Coming back to the question I mentioned at the start of this post, I’d like to advocate for a more holistic way of learning automation. UI automation can be (should be) part of it, but it definitely should not be the starting point, nor should it even be a very large part of an automation learning journey.

As I’ve written in the ebook I referenced at the beginning of this post, there’s more, much more to becoming a skilled in automation

This includes, but is definitely not limited to

becoming a better software tester. Recommendation: the Rapid Software Testing courses.
becoming a decent programmer. Recommendation: practice, practice, practice, have your work reviewed by others, then practice some more.
augmenting your learning by automation courses that go beyond learning tricks with specific tools. Recommendation: apart from my own courses, have a look at courses like Automation in Testing for example.

Your goal should not be to become the best or the most knowledgeable about a specific tool or technique. I think that’s rather pointless.
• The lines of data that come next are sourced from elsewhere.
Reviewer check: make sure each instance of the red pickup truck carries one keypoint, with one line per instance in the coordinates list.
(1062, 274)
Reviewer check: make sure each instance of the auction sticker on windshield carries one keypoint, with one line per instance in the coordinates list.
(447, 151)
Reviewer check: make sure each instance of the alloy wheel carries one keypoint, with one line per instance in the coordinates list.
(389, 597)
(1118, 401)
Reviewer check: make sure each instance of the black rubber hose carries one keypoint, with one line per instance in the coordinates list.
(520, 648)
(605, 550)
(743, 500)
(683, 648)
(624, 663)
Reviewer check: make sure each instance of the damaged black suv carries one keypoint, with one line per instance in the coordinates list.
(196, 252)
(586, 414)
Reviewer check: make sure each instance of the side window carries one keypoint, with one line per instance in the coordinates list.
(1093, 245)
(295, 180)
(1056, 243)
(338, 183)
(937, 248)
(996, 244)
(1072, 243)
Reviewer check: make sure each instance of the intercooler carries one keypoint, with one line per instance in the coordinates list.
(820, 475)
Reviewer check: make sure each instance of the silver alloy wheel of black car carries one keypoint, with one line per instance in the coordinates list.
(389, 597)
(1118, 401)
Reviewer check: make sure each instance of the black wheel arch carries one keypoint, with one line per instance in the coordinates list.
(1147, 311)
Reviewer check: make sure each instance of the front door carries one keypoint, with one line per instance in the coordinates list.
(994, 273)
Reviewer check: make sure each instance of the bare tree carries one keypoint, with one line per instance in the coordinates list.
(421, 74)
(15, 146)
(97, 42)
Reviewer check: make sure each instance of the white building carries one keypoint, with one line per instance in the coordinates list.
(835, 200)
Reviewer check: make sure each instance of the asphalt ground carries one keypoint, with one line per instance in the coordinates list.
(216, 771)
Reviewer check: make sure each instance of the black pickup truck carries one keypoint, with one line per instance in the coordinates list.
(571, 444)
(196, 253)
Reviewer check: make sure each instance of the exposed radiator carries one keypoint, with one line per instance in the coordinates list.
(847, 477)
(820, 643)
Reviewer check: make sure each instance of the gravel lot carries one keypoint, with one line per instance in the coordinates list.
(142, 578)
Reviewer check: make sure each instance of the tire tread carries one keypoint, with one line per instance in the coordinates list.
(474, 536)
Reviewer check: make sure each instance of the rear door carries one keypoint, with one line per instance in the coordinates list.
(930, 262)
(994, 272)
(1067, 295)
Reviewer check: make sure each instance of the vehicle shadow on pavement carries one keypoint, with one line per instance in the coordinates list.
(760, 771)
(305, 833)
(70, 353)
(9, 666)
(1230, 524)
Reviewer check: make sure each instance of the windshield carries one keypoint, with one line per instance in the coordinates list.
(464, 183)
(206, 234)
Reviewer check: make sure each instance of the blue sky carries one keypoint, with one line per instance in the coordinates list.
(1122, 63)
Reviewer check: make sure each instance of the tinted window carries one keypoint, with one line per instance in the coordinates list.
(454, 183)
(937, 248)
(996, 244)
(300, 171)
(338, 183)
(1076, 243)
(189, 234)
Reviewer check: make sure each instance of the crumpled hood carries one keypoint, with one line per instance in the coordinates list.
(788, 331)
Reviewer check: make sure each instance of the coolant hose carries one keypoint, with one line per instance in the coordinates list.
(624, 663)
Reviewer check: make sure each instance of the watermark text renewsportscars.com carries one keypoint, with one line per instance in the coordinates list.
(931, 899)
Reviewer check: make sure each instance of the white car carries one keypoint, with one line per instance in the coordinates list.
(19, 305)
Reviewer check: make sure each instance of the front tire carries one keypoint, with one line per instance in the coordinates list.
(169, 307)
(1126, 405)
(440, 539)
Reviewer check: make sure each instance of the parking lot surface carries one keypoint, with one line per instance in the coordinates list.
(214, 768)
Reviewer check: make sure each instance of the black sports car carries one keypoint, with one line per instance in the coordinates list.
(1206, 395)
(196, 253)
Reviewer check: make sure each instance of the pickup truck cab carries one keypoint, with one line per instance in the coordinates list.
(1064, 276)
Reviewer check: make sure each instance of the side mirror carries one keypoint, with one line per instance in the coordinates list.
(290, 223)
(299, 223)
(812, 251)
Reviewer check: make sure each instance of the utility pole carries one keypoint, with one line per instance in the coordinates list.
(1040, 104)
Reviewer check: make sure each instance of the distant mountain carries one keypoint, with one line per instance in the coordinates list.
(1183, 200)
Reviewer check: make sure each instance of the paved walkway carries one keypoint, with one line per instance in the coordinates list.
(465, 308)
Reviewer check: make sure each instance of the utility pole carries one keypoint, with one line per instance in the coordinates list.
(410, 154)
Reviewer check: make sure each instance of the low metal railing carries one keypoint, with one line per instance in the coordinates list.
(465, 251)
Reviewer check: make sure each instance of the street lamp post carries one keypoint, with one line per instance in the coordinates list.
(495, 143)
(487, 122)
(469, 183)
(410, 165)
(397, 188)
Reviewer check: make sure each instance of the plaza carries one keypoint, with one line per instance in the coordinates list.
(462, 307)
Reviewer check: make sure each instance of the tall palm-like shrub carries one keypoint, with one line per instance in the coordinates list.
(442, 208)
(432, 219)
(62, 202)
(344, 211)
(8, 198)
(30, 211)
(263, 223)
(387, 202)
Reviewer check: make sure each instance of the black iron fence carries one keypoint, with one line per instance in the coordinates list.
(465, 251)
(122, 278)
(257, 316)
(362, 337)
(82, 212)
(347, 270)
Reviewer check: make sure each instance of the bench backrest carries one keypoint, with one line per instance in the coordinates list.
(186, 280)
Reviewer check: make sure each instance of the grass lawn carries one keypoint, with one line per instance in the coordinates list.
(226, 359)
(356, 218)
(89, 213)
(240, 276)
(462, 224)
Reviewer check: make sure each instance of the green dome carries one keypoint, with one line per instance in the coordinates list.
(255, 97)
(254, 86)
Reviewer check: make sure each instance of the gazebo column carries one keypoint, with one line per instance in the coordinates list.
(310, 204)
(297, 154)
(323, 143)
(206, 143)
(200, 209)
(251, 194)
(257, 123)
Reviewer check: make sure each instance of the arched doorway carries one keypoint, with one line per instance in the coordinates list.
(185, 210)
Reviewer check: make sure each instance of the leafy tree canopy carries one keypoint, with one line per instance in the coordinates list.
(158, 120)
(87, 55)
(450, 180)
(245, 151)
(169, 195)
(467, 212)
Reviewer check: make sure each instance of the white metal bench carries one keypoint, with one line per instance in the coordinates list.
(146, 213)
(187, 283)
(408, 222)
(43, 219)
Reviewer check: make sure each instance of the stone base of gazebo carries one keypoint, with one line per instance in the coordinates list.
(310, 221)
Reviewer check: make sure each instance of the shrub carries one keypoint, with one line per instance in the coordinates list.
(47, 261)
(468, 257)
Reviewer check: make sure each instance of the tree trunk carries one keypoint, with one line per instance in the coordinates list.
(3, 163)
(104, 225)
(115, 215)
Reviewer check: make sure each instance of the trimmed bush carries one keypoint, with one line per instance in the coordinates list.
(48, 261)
Your preferred tool or technique will not be useful in all situations, and tools and techniques come and go, anyway.

Instead, try and learn enough to be able to have meaningful conversations about software testing, automation, programming and testability. Once you get there, the rest will come. Not automatically, it will still be a lot of hard work and time invested, but the ability to understand what people talk about when they talk about these topics is, to me, the foundation to long-term success in this field.

Again, some user interface automation might be part of that, but there’s more to uncover. Much, much more.